Please tell us more about your requirements - it's hard to guess what limits your server:
- disk i/o? You might want to spread out those logfiles over disks/filesystems
- cpu - is it compressing those logs as they are rotated? You might want to use a filesystem with internal compression, and even hardware acceleration.
- directory cache? see the answer by Chris Card - spread your files over directories, and, just as important, make those files differer in the early characters of the filename, or you will not see the benefits of the directory cache applied to them, which slows down lookups significantly.
- if your server is meeting its limits - is it just so for log rotation, or is it already missing out on log entries?
- Are you copying those logfiles around, or are you moving them (within the same filesystem)?
- ...
If you design a structure for your logfiles, there's nothing that would keep you from parallelizing rotating them.
edit in reply to added requirements
As far as I know, logrotate does not parallelize in itself. Once you have set up a clear structure though, there are a few roads you can explore to parallelize it (or at least the parts bogging you down) manually:
- The compress command itself: You can use a wrapper script to do the compression. The gzip spawned can run in the background while your script returns immediately - thus leaving the compress job running while logrotate merrily proceeds to the next log file. Two caveats:
- I'd rather be safe and switch on
delaycompress
to avoid still fiddling with the logfile while the process is being SIGHUP'ed or whatever it takes to start a new log (depending on the process).

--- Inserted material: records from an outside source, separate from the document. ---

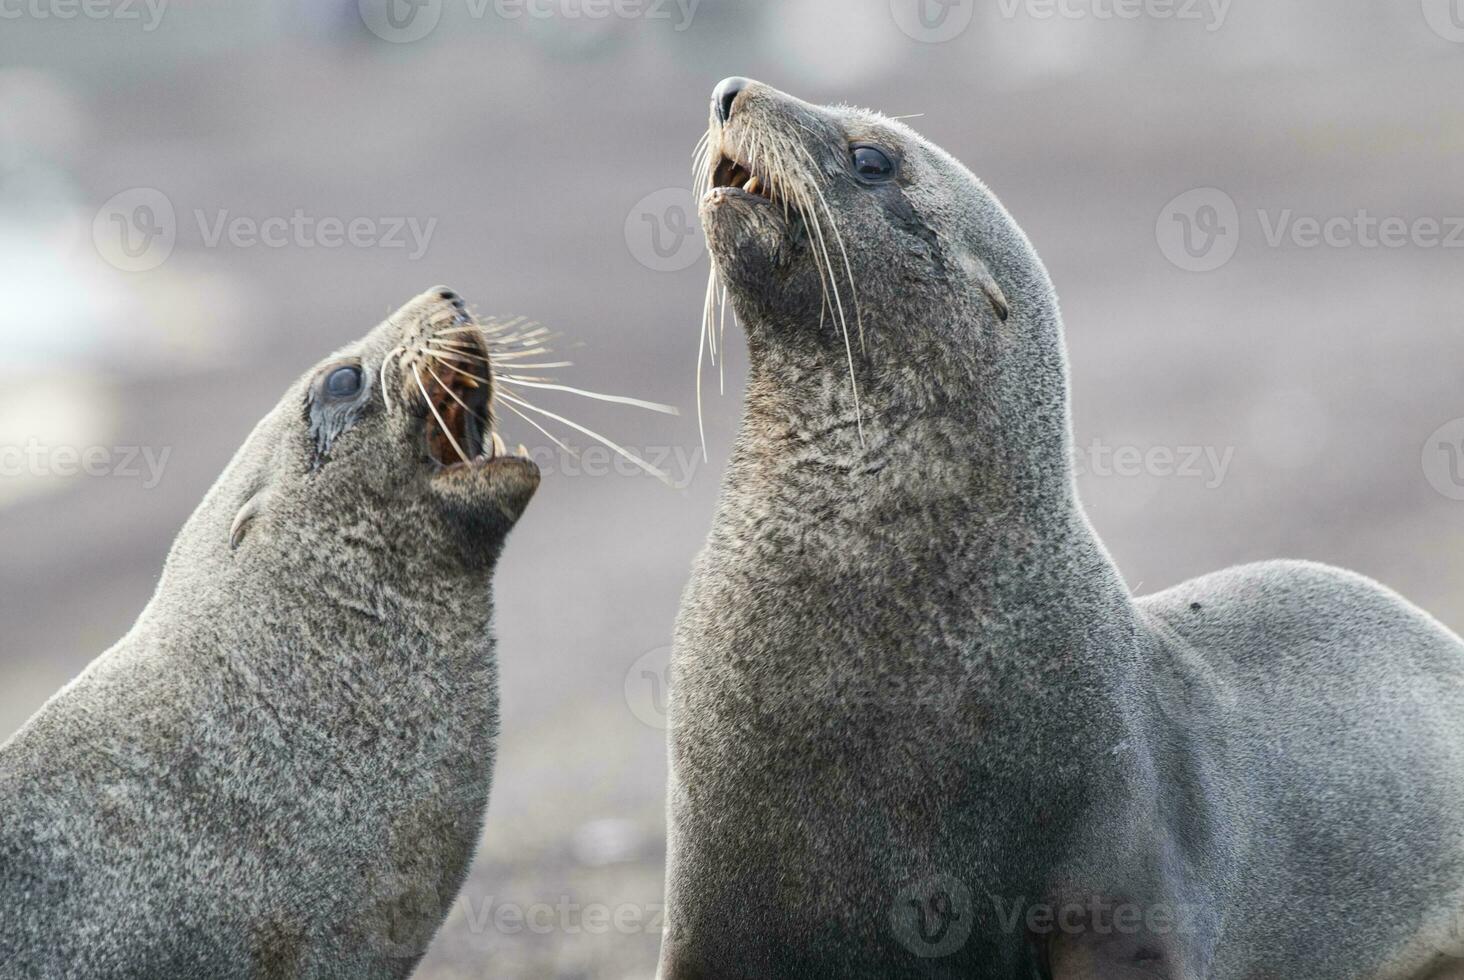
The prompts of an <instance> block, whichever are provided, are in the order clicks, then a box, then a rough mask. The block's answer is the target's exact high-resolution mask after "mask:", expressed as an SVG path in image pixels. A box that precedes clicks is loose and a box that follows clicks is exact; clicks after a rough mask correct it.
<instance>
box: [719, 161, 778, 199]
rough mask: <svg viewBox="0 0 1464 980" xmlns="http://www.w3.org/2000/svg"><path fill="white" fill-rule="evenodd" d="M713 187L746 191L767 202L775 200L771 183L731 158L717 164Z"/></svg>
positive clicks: (752, 194)
mask: <svg viewBox="0 0 1464 980" xmlns="http://www.w3.org/2000/svg"><path fill="white" fill-rule="evenodd" d="M712 186H713V188H736V189H738V190H745V192H747V193H751V195H757V196H758V198H763V199H766V201H772V199H773V190H772V186H770V185H769V182H767V180H764V179H763V177H761V176H758V174H755V173H752V170H751V168H748V167H745V166H744V164H739V163H738V161H736V160H732V158H731V157H723V158H722V161H720V163H719V164H717V167H716V174H714V176H713V179H712Z"/></svg>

- I'd also "nice" the compress job, to avoid having many parallel compress jobs compete for cpu time.
- If you're feeling sophisticated (or end up with numerous parallel gzip jobs throttling down the loghost), you may later transition to writing a set of worker processes taking their files-to-compress from a list generated by the "compress command" script stated in your logrotate config.
- You can have independent instances of logrotate running with a bit of planning:
- each instance needs its own config file.
- each instance needs its own set of directories to watch for logfiles. You can (and probably should) have separate crontab entries for them.